Review of the facility policy titled, "Infection Prevention Control 2024 Plan," last reviewed without changes on June 13, 2024, revealed that EBP are an infection control intervention designed to reduce transmission of multi-drug resistant organisms (MDRO, bacteria that resist treatment to antibiotics) through gown and glove use by healthcare professionals in long-term care settings in accordance with the Centers for Disease Control and Prevention (CDC) consideration for use of EBP in skilled nursing facilities. EBP are recommended during high contact care (dressing, bathing, transferring, changing brief or assisting with toileting, device care, wound care, etc.) activities with residents who are at higher risk of acquiring or spreading and MDRO (residents with indwelling medical devices or wounds). EBP should be followed (when contact precautions do not otherwise apply) for residents with any of the following: open wounds requiring a dressing change, indwelling medical devices (central line, urinary catheter, feeding tubes, etc., tracheostomy/ventilator) regardless of MDRO status.
Clinical record review for Resident 75 revealed a current physician's order dated February 19, 2025, for hemodialysis (treatment for kidney failure; an external medical device that filters extra fluid and waste products from the blood) on Monday, Wednesday, and Friday at 11:00 AM.
Nursing documentation for Resident 75 dated February 17, 2025, at 9:57 PM revealed the resident was admitted and had a tunneled dialysis catheter to the right chest.
Hospital documentation dated February 5 to 17, 2025, revealed the resident had a tunneled dialysis catheter placed to the right chest wall.
Further review of the clinical record revealed no evidence to indicate that Resident 75 was on any type of enhanced barrier precautions.
Observation of Resident 75 on March 7, 2025, at 11:15 AM revealed no evidence that the resident was on EBP (no sign indicating EBP precautions, no personal protective equipment (PPE) in the room or at the doorway to don, or any sign placed that instructed to see the nurse prior to care). A concurrent interview with the resident with Employee 1, registered nurse, at the bedside, confirmed that the resident does have a tunneled dialysis catheter in the right upper chest.
An interview with the Nursing Home Administrator on March 7, 2025, at 12:23 PM revealed that the resident was not on EBP; however, is supposed to be on them per the facility policy.
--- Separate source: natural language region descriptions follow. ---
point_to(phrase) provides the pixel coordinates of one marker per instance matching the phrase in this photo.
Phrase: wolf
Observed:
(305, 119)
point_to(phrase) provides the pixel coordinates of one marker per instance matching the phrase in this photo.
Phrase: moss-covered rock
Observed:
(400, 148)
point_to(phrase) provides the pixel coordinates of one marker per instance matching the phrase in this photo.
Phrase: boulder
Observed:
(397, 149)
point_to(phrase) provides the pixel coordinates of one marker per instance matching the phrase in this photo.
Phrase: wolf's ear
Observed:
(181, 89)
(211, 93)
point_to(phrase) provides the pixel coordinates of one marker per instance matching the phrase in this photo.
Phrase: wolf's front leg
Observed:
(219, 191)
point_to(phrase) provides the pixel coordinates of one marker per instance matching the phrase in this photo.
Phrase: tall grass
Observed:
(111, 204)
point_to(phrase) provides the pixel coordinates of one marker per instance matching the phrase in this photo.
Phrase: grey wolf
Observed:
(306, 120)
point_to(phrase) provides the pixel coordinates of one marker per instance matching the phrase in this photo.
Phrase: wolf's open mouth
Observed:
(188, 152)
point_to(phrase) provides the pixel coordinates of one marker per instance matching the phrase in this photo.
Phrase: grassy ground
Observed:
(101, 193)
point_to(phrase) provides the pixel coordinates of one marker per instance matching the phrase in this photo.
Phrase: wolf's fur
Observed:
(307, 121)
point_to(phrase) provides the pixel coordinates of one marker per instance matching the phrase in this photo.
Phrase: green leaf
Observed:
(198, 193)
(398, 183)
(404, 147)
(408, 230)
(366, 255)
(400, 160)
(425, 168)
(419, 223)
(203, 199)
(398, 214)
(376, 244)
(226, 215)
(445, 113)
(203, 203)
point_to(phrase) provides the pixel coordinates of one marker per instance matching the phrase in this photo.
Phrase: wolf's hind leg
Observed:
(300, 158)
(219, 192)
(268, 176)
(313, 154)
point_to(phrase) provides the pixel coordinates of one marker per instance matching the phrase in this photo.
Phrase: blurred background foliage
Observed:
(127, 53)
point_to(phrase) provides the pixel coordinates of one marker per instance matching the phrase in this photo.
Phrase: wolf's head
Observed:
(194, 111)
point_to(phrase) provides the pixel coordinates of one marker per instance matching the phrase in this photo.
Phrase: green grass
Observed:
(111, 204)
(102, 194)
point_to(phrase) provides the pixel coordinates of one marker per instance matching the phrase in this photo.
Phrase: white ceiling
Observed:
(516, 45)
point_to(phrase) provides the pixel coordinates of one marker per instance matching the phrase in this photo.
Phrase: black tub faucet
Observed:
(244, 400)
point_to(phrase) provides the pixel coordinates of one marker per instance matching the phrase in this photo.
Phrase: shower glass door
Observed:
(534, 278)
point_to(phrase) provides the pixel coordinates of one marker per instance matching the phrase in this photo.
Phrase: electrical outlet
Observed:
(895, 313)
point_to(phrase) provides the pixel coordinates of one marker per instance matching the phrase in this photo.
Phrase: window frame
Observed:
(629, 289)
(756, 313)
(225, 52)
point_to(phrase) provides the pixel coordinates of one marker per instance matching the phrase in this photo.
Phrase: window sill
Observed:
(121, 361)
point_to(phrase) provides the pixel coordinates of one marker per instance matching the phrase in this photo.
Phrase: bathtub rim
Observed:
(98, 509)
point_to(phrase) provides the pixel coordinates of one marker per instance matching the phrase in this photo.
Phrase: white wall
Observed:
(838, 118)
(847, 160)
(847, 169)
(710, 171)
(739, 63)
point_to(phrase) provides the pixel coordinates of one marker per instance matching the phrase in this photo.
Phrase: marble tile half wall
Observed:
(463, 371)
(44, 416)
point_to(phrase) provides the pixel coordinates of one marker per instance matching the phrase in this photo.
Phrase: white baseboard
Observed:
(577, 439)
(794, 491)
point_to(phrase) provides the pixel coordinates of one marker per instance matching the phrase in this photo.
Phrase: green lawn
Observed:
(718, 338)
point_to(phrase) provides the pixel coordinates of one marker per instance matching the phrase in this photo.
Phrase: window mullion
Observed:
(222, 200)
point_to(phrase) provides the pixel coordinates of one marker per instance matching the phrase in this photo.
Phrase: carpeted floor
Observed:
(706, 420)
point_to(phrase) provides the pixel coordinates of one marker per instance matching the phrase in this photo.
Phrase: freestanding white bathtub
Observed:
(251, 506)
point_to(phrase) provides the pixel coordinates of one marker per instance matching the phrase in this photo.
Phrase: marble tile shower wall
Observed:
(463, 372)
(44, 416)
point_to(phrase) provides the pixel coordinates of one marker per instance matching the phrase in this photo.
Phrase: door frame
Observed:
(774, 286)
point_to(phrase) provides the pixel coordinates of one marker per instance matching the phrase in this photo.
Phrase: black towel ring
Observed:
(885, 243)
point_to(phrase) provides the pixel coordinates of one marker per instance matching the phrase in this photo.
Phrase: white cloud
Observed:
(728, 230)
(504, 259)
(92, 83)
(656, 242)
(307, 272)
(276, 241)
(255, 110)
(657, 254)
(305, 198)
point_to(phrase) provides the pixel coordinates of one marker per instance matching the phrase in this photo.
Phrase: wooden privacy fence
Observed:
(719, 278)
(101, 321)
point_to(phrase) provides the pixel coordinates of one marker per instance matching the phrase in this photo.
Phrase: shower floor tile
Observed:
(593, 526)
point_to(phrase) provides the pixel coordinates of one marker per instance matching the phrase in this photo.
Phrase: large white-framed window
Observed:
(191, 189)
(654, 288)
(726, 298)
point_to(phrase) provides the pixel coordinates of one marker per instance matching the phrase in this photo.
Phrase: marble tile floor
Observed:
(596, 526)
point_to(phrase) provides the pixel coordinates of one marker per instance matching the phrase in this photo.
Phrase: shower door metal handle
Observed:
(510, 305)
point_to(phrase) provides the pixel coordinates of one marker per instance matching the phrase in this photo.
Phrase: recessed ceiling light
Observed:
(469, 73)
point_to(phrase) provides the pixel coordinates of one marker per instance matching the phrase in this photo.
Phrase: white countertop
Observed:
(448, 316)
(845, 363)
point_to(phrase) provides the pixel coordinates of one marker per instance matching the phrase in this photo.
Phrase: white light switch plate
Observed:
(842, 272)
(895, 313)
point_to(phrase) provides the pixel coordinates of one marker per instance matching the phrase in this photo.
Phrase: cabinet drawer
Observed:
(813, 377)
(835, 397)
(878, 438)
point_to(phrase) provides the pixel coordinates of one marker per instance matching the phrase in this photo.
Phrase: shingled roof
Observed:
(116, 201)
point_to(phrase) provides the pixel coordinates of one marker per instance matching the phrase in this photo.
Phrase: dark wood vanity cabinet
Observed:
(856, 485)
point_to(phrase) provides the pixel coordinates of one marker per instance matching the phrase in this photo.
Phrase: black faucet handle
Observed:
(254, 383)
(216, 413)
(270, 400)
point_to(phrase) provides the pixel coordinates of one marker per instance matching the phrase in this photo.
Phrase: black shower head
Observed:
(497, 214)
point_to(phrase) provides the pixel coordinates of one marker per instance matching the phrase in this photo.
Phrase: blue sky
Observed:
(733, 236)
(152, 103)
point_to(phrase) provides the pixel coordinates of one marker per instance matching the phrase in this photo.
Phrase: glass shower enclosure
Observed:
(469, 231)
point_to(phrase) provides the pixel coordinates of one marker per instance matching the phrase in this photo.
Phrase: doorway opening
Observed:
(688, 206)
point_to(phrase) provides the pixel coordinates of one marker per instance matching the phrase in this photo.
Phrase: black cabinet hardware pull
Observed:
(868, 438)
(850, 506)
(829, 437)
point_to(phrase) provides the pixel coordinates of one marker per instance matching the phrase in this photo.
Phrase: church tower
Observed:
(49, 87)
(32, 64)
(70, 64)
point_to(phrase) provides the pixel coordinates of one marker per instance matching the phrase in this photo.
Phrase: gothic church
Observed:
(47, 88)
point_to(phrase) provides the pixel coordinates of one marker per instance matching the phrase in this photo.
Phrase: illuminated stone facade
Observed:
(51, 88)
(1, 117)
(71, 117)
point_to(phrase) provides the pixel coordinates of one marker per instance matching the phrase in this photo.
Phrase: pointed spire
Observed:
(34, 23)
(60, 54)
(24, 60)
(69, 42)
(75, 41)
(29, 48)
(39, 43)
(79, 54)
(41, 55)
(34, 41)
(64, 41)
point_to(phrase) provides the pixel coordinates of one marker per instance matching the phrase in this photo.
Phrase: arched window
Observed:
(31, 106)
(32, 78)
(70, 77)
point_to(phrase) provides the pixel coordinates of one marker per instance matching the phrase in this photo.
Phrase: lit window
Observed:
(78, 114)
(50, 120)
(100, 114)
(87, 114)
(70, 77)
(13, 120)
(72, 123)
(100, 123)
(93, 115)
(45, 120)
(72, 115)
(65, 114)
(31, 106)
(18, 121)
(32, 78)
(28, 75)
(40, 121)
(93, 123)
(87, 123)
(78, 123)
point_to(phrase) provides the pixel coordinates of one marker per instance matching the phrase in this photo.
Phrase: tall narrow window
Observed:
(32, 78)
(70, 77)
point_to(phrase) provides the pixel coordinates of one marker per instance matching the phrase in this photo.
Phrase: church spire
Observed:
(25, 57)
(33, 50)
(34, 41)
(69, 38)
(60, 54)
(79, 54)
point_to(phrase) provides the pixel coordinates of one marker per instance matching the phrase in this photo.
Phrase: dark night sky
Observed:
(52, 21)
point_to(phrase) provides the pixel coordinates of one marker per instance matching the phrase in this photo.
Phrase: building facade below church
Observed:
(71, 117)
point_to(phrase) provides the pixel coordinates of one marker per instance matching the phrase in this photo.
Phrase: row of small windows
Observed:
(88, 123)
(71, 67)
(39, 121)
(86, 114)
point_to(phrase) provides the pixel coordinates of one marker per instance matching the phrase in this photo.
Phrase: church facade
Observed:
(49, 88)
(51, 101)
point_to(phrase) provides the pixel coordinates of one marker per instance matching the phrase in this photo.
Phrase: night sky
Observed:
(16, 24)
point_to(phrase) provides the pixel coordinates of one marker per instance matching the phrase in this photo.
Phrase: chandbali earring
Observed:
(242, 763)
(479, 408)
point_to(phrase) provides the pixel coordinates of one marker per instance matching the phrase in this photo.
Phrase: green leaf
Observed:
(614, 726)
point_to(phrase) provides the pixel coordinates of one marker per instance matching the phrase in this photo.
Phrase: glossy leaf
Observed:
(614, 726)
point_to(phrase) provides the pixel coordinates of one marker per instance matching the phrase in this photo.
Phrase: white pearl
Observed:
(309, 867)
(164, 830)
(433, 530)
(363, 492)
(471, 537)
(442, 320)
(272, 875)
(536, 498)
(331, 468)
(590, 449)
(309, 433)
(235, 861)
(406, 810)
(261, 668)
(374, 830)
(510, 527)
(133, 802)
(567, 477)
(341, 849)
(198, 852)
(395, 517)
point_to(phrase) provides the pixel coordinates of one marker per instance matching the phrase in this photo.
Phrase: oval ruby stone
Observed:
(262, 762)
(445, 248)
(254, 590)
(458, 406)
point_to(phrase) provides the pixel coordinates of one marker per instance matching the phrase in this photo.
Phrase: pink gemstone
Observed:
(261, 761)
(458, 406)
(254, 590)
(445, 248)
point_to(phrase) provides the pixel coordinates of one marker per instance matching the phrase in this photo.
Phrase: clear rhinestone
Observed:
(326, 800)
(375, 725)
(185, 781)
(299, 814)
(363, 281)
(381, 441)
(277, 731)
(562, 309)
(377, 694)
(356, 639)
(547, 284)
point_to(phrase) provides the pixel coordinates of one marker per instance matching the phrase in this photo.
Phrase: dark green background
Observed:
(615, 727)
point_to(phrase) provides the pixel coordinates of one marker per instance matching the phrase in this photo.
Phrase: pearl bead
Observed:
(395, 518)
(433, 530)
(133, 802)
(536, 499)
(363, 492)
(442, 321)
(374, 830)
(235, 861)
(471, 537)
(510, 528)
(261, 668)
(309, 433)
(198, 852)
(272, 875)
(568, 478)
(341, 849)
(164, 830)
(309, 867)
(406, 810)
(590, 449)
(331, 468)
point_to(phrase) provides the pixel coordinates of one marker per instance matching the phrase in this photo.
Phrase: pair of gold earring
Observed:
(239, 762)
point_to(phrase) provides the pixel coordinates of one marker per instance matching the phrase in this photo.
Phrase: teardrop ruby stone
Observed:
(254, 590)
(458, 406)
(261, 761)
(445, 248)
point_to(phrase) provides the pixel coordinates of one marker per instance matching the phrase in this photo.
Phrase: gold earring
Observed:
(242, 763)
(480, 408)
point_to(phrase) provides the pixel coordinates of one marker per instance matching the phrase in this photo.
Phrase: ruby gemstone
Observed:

483.80(a)(1)(2)(4)(e)(f) Infection Prevention and Control Previously cited deficiency 4/19/24
28 Pa. Code 201.18(b)(1) Management
28 Pa. Code 211.10(d) Resident care policies
28 Pa. Code 211.12(d)(1)(3)(5) Nursing services
| | Plan of Correction - To be completed: 03/24/2025
1. Resident 75 was immediately placed on Enhanced Barrier Precautions with isolation set up. 2. The Director of Nursing and IP reviewed all residents in need of EBP to ensure they had the proper isolation signage and set up. 3. The Director of Nursing completed an education with the nursing department to ensure EBP is in place for any residents who are contraindicated for Enhanced Barrier Precautions. 4. The Director of Nursing or designee will complete weekly random audits for four weeks then monthly for four months and bring the EBP audits to the monthly QA meeting for review.